Maps and views blog

Cartographic perspectives from our Map Librarians

29 January 2018

The Ultimate Tourist Souvenir: John Rocque’s 1750 Map of Rome

For many of the thousands of British men and women who ventured abroad during the eighteenth century, travelling to Italy was the highlight of the trip. To some it was even considered an essential activity for any aspiring socialite or person of culture. In the words of Dr Samuel Johnson, “A man who hath not been in Italy, is always conscious of an inferiority, from his not having seen what it is expected a man should see”.[1]

Sir Bourchier Wrey (1714/15–1784), who travelled around Europe in the mid-1730s – including a sojourn in Italy – came up with a novel way of commemorating his time there: he decided to commission a map of Rome.[2]

The map in question is John Rocque’s A plan of Rome… (see fig. 1) published in 1750 – of which there is a fine copy in King George III’s Topographical Collection.[3]

Fig 1

Fig. 1: John Rocque, A Plan of Rome, (London, 1750), British Library Maps K.Top.81.22.

We can tell that Wrey was involved in the production as there is a decorative cartouche dedicating the map to him in the bottom-right corner (see fig. 2).

Fig 2

Fig. 2: Detail of John Rocque, A Plan of Rome, (London, 1750), showing the decorative cartouche that dedicates the map to Sir Bou[r]chier Wrey.

With an eye for sales, Rocque catered his map to potential grand tourists: he has highlighted certain buildings and sites that had architectural or antiquarian interest with deep scoring, so they stand out in black (see figs. 3 and 4).

Fig 3

Fig. 3: Detail of John Rocque, A Plan of Rome, (London, 1750), showing the title and the area around St Peter’s Basilica.

Fig 4

Fig. 4: Detail of John Rocque, A Plan of Rome, (London, 1750), showing the urban centre of Rome.

This innovation would have made the map immediately more useful and alluring to travellers. These highlighted areas, which comprise the numbered locations of the index, are far more easily identifiable than if they simply were marked with numbers.

Rocque was one of London’s most successful mapmakers of the eighteenth century and this plan of Rome followed in the wake of his other city maps, such as those of Berlin (1745), London and Westminster (1746), and Paris (1748).[4]

On another level, however, this map speaks of the immense personal and societal impact of the Grand Tour.

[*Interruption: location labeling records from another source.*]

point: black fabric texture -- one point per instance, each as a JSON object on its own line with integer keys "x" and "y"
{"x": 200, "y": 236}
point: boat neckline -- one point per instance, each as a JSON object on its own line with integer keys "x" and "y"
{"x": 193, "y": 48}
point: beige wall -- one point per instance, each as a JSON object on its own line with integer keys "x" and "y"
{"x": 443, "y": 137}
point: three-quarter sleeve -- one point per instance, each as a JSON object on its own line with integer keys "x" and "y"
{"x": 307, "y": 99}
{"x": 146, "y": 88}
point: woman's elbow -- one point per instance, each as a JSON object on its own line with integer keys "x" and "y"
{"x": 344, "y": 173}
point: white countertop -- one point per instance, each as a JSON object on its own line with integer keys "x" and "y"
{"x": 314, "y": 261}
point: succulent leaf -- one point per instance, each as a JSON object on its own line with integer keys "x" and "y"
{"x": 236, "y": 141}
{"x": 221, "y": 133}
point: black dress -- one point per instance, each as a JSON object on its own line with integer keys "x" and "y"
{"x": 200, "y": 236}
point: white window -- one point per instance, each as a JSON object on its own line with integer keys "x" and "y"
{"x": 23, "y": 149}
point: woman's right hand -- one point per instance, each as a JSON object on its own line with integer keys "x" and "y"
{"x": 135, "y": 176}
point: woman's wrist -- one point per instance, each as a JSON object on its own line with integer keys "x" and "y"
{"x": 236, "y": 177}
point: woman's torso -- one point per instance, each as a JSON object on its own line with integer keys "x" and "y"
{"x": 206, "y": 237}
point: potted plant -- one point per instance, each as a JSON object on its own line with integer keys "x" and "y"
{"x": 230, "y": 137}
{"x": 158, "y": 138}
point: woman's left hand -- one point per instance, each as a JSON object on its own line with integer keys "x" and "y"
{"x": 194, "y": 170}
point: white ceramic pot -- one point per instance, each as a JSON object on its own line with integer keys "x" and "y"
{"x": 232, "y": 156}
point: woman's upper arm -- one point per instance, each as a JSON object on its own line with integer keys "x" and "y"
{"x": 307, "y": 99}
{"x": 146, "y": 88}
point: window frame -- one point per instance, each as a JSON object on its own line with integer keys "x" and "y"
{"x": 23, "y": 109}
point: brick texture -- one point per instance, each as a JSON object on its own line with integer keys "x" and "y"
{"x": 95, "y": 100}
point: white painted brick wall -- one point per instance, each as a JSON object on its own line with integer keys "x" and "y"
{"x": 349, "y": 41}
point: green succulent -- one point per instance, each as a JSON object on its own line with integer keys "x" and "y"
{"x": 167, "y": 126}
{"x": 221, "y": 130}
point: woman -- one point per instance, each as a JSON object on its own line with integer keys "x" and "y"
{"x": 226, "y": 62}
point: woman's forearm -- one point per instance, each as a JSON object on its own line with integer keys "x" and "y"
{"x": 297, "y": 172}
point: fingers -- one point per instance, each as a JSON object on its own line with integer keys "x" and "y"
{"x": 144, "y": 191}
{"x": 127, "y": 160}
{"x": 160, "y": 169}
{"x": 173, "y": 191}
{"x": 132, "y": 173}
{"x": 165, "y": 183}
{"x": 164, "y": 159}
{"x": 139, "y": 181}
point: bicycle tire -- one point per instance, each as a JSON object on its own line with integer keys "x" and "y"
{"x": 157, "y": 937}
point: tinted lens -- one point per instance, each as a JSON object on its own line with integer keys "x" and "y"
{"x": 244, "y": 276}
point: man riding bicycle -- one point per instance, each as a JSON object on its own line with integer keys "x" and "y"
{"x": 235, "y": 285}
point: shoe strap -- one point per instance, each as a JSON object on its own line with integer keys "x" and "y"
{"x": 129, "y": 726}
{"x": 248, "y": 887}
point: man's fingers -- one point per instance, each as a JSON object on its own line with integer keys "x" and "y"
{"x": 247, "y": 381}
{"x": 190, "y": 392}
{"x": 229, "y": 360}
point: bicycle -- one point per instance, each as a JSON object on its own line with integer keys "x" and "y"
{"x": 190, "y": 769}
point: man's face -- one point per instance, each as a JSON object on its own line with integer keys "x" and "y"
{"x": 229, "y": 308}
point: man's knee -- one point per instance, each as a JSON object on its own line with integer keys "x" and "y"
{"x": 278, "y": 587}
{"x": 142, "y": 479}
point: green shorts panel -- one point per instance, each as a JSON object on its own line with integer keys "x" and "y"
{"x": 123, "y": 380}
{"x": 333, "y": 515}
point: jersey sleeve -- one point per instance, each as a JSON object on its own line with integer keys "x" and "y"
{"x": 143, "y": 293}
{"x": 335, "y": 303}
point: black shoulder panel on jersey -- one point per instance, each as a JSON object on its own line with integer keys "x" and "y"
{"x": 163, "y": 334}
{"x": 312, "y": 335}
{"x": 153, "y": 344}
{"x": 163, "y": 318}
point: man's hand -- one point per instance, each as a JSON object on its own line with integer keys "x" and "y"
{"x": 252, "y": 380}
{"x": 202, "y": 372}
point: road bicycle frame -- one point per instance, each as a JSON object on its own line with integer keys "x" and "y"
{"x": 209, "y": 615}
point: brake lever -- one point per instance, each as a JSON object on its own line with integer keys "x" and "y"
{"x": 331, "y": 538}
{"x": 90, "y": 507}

Wrey had returned from travelling over a decade prior to the date of publication. This interval demonstrates that the effects of Wrey’s experiences abroad did not conclude when he first set foot back on English soil. Rather, his Grand Tour still had powerful enough meaning for him to want to assist Rocque in publishing this map.

But aside from seeing this map as a personal memento for Wrey, we can also recognise its wider social value. With this map Wrey was making a carefully constructed public expression of his own identity. By patronising a map of Rome, the traditional pinnacle of the Grand Tour, Wrey was showing off both his cultural and historical sensibilities and his appreciation of the science of mapping. 

Bourchier_Wray_by_George_Knapton

Fig. 5: Sir Bourchier Wrey’s portrait for the Society of Dilettanti, by George Knapton, 1744, showing him dishing up some punch from a classicised bowl inscribed with Horace’s phrase “Dulce est Desipere in Loco” – “It is delightful to play the fool occasionally”. (Wikimedia Commons, Source/Photographer: J. Paul Getty Trust)

What’s more, Wrey was an active member of the Society of Dilettanti, whose objective was to promote knowledge of classical antiquity (and the members certainly had fun whilst doing so – see fig. 5).[5] Finally, as this map marks an important update on the cartography of Rome for a British audience, we can detect Wrey’s intention to make Rome more accessible to grand tourists.

What better way is there to remember your own travels than to put your name on the map?

Jeremy Brown

Jeremy is undertaking an AHRC collaborative PhD with the British Library and Royal Holloway University of London on Maps and the Italian Grand Tour.

https://www.bl.uk/case-studies/jeremy-brown# 

 

[1] Boswell, James, Life of Johnson (London: Oxford University Press, 1965): 742.

[2] Some biographical information on Sir Bourchier Wrey, sixth baronet, can be found at: Handley, Stuart, ‘Wrey, Sir Bourchier, fourth baronet (c.1653–1696)’, Oxford Dictionary of National Biography, (Oxford University Press, 2004; online edn, Jan 2008) [http://www.oxforddnb.com/view/article/30025, accessed 4 Jan 2018].

[3] Maps K.Top.81.22.

[4] For more information of Rocque’s life and work see Varley, John, ‘John Rocque. Engraver, Surveyor, Cartographer and Map-Seller’, Imago Mundi, 5 (1948), 83-91.

[5] For an overview of the activity and achievements of the Society, see Redford, Bruce, Dilettanti: The Antic and the Antique in Eighteenth-Century England, (Los Angeles: The J. Paul Getty Museum, 2008).